Je l’ai suppliée de m’autoriser à l’accompagner à l’université où elle allait faire son inscription. Mais comme toutes les filles de son âge, ma fille ne voulait pas se faire voir accompagnée par son papa à la fac. Je voulais tellement revoir le milieu où j’ai passé une des plus belles périodes de ma vie. C’est un désir irrépressible qui m’a soudainement pris…
Ouf ! Elle a enfin accepté à condition de me larguer juste à l’entrée et me récupérer dès qu’elle décide de rentrer.
Le lendemain, en route pour notre campus national, j’étais excité à l’idée de retrouver, après tant d’années, cette belle faculté de droit et des sciences économiques et politiques.
J’imaginais encore ces deux grosses bâtisses : le grand amphi et le bloc administratif où logeaient à l’étage la bibliothèque et ses espaces de révision. Entre les deux, une placette et des aires d’un gazon toujours vert et agréablement entretenu. Tout autour de ces petits espaces se trouvaient quelques bancs rudimentaires mais très accueillants.
Cette placette était aussi stratégique que la table de Jugurtha. Elle surplombe l’accès à tout le campus. De là, on voyait arriver les BOP, d’étranges personnes qu’on soupçonnait être des milices qui se faufilaient à l’intérieur de l’administration ou simplement les bus, 38 et le « spécial », qui déversaient ou prenaient les flux d’étudiants de ou vers Tunis.
Le panorama nous permettait de surveiller le chemin vers le resto U, l’ENIT à l’architecture russe et la fac des sciences à l’allure française. Notre fac était la seule qui se rapprochait de l’idée de campus américain comme on le fantasmait à partir des films de l’époque.

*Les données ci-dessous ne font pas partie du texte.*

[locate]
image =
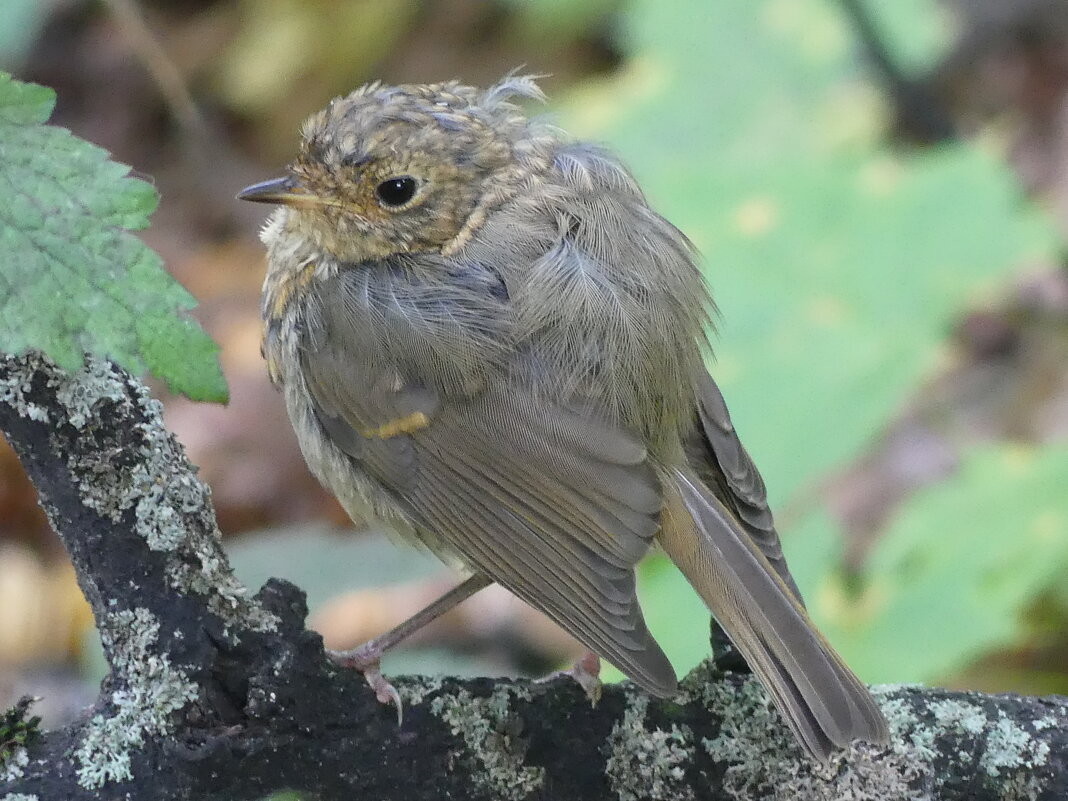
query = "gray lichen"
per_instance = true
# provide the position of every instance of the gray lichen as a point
(151, 691)
(647, 765)
(14, 388)
(414, 689)
(762, 759)
(492, 735)
(157, 485)
(14, 764)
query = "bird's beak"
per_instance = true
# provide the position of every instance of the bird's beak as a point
(285, 191)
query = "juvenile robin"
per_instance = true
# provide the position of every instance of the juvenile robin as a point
(489, 341)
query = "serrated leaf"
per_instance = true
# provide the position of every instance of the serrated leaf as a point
(74, 279)
(837, 263)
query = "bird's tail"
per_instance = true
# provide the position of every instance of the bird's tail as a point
(820, 699)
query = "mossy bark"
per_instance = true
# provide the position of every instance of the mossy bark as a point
(218, 694)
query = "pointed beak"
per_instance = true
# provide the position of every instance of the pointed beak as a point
(283, 191)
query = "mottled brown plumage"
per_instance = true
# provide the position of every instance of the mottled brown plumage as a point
(486, 338)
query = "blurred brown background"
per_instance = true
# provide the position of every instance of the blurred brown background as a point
(203, 97)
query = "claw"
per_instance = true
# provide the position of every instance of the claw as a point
(366, 659)
(585, 672)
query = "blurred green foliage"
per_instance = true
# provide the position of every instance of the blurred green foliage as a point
(75, 279)
(838, 265)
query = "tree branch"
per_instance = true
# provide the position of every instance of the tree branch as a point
(215, 694)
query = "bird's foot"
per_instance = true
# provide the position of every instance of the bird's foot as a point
(366, 659)
(585, 672)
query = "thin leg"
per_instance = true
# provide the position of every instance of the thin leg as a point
(366, 658)
(585, 672)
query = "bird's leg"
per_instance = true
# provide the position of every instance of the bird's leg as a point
(585, 672)
(366, 658)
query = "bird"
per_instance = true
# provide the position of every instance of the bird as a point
(489, 341)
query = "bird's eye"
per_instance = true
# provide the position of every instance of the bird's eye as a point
(396, 191)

Sur cette place s’ouvrait une cafétéria où trônaient Ali et ses garçons qu’on connaissait de prénoms, quartiers d’origine et surtout équipes sportives favorites.

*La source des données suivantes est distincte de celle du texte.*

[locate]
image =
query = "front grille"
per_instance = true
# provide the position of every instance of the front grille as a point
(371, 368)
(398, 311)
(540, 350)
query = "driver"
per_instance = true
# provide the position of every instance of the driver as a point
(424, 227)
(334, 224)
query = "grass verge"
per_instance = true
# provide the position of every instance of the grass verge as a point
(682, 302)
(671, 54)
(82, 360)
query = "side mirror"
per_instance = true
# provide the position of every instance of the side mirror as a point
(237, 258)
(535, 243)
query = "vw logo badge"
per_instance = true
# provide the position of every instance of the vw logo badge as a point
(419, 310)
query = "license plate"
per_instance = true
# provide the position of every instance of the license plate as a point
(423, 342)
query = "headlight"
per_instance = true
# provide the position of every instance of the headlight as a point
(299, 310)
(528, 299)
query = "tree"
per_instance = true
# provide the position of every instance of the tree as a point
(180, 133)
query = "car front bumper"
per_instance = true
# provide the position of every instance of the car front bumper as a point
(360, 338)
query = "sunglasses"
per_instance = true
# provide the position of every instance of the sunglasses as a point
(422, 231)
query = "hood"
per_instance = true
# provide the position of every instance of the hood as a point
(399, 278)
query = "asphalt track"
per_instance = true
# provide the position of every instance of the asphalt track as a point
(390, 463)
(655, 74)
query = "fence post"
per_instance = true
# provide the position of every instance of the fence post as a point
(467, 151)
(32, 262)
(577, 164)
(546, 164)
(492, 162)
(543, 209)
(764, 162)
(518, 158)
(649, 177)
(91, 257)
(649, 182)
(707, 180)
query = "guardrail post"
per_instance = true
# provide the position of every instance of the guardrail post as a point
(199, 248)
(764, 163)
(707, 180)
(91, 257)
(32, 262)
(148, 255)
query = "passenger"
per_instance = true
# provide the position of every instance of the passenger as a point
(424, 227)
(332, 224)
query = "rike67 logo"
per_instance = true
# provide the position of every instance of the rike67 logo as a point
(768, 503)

On sirotait nos cafés sur les bancs devant la buvette en faisant des mots fléchés et en refaisant le monde. On discutait du dernier film de Chahine, Gavras, Hitchcock ou …Louis de Funès, de la dernière pièce de la troupe de Gafsa ou du Kef ou simplement de la variété de Rafaella Carra sur la RAI uno.
On s’échangeait les livres de Samir Amin, Nejib Mahfoudh, Sartre ou de Beauvoir… les cassettes de cheikh Imam ou de Habbouba tous deux interdits des ondes et des plateaux tv.
On se passait l’article censuré du « Le Monde », de « Jeune Afrique » ou « d’Afrique-Asie » de la semaine dernière …ou de celle d’avant. On parlait de mode ou de musique occidentale et on rigolait en se taxant de verser dans la « Mouyou3a » (décadence)…
Les « engagés », pâles copies de soixante-huitards, se reconnaissaient à leurs longues chevelures frisées, leurs sacs en bandoulières et aux nombreux vieux journaux et copies d’articles qu’ils trimballaient tout le temps sous les bras…
Nos héros flamboyaient encore par leurs auras et certains par leurs actualités : le Che, Mao, Sartre, Palash, Nasser, Leila…mais aussi Pelé, Chaïbi, Jouini, Nahdi.
Nos causes étaient liées aux combats pour la liberté des Etats, des classes, de la femme, des jeunes…nous ne pouvons être qu’à coté des opprimés, des exploités, des faibles et des affaiblis…on se sentait les nouveaux chevaliers de notre époque et on glorifiait ceux qui se donnaient à ces causes.
A droite de la cafétéria, s’érige le coin le plus sacré et le plus emblématique de ce campus : la Roche de Socrate.